I’m in my mid-20s, and I’ve never had a credit card. Whenever I’m shopping, I get offers for 15% or 20% off if I open a store credit card, but I’ve heard it’s a bad idea to open one.

If I pay off the balance each month, is there really any risk to taking advantage of these offers to save extra money? And will a store credit card help me build credit?

-C.

Dear C.,

Getting your first credit card is a pretty big deal. And it’s usually best not to make major financial decisions because a slightly pushy salesperson is telling you you’ll save six bucks on a pair of shoes.

Let’s start by setting a goal: You need to establish a credit history, and a store credit card is one option for doing so. Any discount you get is a bonus and should not be the determining factor in what card you choose.

When you refer to store credit cards, I’ll assume you’re referring to closed-loop store cards, which you can only use at a certain retailer. Other store credit cards are co-branded with a sponsoring retailer but feature a Visa or Mastercard logo and can be used wherever credit cards are accepted.

Store cards can be good for credit newbies because the requirements to get approved are usually less stringent compared with regular cards. Payments are typically reported to the credit bureaus, meaning they’ll help you build a credit history.

But wait! Store credit cards also have some serious drawbacks.

For starters, the interest rates are usually higher than what you’d pay with a regular credit card. The 2018 Retail Store Card Survey by CreditCards.com found that the average annual percentage rate (APR) for store cards is about 5 percentage points higher than for regular cards.

It can be tempting to ignore those sky-high APRs, though, because store cards often advertise 0% interest for the first six months or so. But here’s where things get really tricky.

Often, that “interest-free” window isn’t really interest-free; instead, it’s deferred interest, where if you don’t pay your balance in full by the end of the promotional period, you’ll pay interest not just on what you still owe but on the entire amount you charged. So if you charged $500 and pay off all but $50 before the promotion expires, you’ll owe interest on the entire $500.

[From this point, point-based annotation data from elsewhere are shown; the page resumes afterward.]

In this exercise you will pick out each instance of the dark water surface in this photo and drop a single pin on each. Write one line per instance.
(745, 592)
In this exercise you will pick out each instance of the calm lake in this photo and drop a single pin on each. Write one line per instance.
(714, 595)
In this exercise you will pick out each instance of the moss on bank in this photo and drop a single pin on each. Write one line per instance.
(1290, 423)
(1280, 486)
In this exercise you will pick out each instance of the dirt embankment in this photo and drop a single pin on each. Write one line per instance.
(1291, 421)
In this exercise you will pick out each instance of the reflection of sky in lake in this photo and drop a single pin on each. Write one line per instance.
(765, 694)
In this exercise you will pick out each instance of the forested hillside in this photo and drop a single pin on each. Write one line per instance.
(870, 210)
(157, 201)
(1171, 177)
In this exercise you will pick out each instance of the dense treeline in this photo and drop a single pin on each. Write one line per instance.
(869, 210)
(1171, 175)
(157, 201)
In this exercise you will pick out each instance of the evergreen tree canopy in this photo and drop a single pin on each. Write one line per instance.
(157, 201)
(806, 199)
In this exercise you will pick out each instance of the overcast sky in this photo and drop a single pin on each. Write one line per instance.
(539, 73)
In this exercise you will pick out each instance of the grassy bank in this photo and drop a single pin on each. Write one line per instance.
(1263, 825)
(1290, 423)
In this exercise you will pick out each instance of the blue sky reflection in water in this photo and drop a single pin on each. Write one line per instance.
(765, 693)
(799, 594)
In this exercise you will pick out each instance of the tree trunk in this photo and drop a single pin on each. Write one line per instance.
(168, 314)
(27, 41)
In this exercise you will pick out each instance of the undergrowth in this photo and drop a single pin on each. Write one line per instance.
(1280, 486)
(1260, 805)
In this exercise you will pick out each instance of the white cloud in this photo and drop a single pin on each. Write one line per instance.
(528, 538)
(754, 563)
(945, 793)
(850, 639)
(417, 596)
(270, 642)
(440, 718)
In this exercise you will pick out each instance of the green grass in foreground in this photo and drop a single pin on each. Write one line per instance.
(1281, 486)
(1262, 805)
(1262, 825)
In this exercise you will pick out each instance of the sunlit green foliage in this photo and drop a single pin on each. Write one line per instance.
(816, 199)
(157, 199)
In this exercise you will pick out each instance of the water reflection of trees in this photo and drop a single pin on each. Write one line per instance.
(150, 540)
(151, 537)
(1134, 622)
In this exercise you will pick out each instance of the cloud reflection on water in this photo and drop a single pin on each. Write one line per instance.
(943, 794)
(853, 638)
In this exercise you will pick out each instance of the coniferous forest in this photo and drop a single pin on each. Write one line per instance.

You can avoid hefty interest payments by paying off your card in full each month, as you plan to do.

Another factor to consider is that store credit cards usually have lower spending limits than regular credit cards. Thirty percent of your credit score is determined by your credit utilization ratio — the percentage of open revolving credit that you’re using — so carrying even a small balance on a store card can have a big impact.

Before you apply for a store credit card, be sure you’ve researched multiple options. In addition to considering cards issued by the retailers you frequent, search online for credit cards designed specifically for first-time credit card users, and check with your bank or credit union about their options as well. Compare APRs, annual fees and benefits across cards to determine what options are best for you.

Just know that with any credit card, the perks you receive — whether it’s a discount, cash back, sign-up bonus or travel points — will quickly be erased the second you start paying interest or spending money you wouldn’t otherwise.

Regardless of what option you choose, remember that this is a big decision. Opening a credit card now and using it responsibly will help you achieve bigger financial goals, like getting a mortgage or financing a car. So always pay your balance on time and in full, and you’ll be on your way to good credit.